To build the nanostructure, the researchers synthesized two exposures, each one aligned within 20 to 30 nanometers. At the Molecular Foundry, co-author Scott Dhuey fabricated nanopatterns of four types of structures onto a tiny silicon chip. The chips were then studied at the ALS, a synchrotron light source research facility open to visiting scientists from around the world. The researchers used a technique called X-ray photoemission electron microscopy (PEEM), directing powerful beams of X-ray light sensitive to magnetic structures at the nanopatterns to observe how monopoles might form and move in response to changes in temperature.
In contrast to PEEM microscopes at other light sources, Berkeley Lab's PEEM3 microscope has a higher X-ray angle of incidence, minimizing shadow effects—which are similar to the shadows cast by a building when the sun strikes the surface at a certain angle. "In fact, the images recorded reveal no shadow effect whatsoever," said Farhan. "This makes the PEEM3 the most crucial element to this project's success."
Farhan added that the PEEM3 is the only microscope in the world that gives users full temperature control in the sub-100 Kelvin (below minus 280 degrees Fahrenheit) range, capturing in real time how emergent magnetic monopoles form as artificial frozen ice melts into a liquid, and as liquid evaporates into a gas-like state of magnetic charges—a form of matter known as plasma.

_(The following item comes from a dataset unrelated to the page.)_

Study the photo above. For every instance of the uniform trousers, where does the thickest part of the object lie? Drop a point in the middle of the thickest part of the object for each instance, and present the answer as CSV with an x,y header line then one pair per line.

The researchers now hope to pattern smaller and smaller nanomagnets for the advancement of smaller yet more powerful spintronics—a sought-after field of microelectronics that taps into particles' magnetic spin properties to store more data in smaller devices such as magnetic hard drives.
Such devices would use magnetic films and superconducting thin films to deploy and manipulate magnetic monopoles to sort and store data based on the north or south direction of their poles—analogous to the ones and zeros in conventional magnetic storage devices.